Although there is no physical evidence, it is possible this place was special to the Iron Age people too as their beliefs incorporated watery places. The site of Wrawby church may have held a religious significance for people back into the mists of time, albeit a different belief system.

So, was there a Roman villa associated with all this too? Following the magnetometer survey, interesting looking areas were examined by putting in some trial trenches. The funding was never intended to fully investigate the site. With no obvious villa a scratch of the head left experts wondering where all the roof tiles came from. Roman roof tiles are heavy and any building so adorned would have to have substantial walls and/or internal supports to hold up all that weight. The tiles themselves would have been made locally as it was not economically viable to transport them over long distances. The Wolds have adequate pockets of clay so such would not have been a problem.

Most of the Roman villas known along the edges of the Ancholme valley are aisled buildings. That is they have two rows of large supporting columns internally. While these were probably great tree trunks, the ground had to be prepared and often a subterranean heap of stones supported each column. This is known as a post pad and one pair were exposed. Don’t mistake the grand villas of the south for the villas in North Lincolnshire.

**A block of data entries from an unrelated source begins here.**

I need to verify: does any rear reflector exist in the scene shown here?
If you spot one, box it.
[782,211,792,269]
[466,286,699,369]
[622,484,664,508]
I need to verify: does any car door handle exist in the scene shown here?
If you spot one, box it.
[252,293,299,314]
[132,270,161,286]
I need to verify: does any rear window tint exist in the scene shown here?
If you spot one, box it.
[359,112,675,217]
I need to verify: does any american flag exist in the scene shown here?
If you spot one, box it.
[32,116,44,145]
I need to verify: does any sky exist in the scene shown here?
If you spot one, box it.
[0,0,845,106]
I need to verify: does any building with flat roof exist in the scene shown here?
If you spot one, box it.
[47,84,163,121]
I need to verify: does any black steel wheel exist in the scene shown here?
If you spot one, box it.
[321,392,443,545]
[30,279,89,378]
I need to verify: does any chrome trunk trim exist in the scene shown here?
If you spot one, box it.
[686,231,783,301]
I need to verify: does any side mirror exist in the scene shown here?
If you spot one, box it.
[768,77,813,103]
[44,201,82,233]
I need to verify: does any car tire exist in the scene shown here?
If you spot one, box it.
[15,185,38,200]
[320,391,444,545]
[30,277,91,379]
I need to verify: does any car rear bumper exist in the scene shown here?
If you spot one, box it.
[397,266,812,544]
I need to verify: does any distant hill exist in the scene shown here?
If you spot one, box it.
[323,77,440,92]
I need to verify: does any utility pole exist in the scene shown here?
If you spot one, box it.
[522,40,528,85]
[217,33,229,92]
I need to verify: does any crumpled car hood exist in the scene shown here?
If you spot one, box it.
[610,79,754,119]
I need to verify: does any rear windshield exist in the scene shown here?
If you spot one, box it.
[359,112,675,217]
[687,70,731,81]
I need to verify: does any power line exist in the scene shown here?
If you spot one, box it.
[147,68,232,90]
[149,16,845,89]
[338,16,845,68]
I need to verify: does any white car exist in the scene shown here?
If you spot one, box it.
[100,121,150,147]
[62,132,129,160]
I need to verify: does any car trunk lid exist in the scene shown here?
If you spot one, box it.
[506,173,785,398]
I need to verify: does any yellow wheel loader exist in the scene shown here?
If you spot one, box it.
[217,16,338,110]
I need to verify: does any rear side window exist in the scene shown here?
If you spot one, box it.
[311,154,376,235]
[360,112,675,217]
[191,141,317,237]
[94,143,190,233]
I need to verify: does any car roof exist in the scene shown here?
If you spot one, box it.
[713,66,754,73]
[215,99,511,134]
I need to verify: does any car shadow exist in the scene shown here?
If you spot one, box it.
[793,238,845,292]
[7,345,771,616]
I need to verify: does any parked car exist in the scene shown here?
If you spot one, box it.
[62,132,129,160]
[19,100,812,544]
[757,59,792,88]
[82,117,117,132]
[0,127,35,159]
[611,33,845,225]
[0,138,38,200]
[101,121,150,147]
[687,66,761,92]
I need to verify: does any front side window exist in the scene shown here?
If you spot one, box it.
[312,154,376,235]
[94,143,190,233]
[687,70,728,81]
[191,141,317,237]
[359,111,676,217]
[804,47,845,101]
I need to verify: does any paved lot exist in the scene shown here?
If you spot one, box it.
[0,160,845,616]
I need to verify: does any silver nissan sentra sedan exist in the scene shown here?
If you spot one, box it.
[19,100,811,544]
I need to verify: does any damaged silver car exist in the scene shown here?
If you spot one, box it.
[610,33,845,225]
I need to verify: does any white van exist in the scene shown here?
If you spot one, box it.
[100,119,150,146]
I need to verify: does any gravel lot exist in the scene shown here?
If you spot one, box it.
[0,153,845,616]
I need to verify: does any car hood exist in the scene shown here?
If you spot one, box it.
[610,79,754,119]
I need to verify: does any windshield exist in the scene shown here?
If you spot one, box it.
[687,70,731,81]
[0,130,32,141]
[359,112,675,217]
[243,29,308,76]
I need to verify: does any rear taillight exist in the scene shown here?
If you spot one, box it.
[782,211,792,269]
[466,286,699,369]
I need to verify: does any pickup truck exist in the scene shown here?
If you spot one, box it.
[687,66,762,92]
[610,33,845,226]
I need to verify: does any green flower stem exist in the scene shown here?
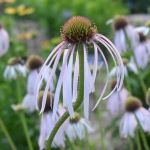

They are simply not comparable, although the villas known in this region do have mosaics as well as painted wall plaster and the one thing that has never come to light at Wrawby is even the smallest sliver of mosaic.

Imagine a well-to-do Iron Age family at the time of the Roman invasion in 43AD. They may already have had contact with the continental goods via the Humber and Ancholme river – particularly if this family controlled the river crossing and had a place of veneration. People may have asked the gods to save them from the invaders, they may have asked for prowess in battle against them but the signs are that the tribe in this area, the Corieltauvuli did not fight the Romans. Pottery from this transitional period is as rare as ‘hens teeth’, but there is a nice small collection from Wrawby that shows money and access to goods. Although they didn’t have lifestyle magazines back then something made the people want to be Romanised. They yearned for their foods, their pots, money and probably clothes. One of the reasons the Roman empire expanded so far is that they were very good at assimilating local beliefs and culture into their own. This can be seen at Bath. So, our Iron Age family were desperate to appear upper class – to have what the Romans brought with them. Perhaps they let the family keep control of the crossing (in some form). They certainly got richer. They built a square timber house instead of the typical round house and they painted the walls with an exquisite, colourful design. It may even have been a kind of pub – a watering hole before crossing the river. The building, a rare painted rural structure could be called a proto-villa but for some reason it never grew into a fully fledged villa – it never had a mosaic. A later aisled building on the site shows that it did continue (perhaps as a farm) but not enough work has been done to find out what happened. It is likely this intriguing site will never be fully investigated as the archaeology lies directly beneath the plough soil and in the space of about five to ten years, the beautiful plaster and traces of buildings and pot will be gone, churned up by the plough.

It’s surprising what fieldwalking can achieve.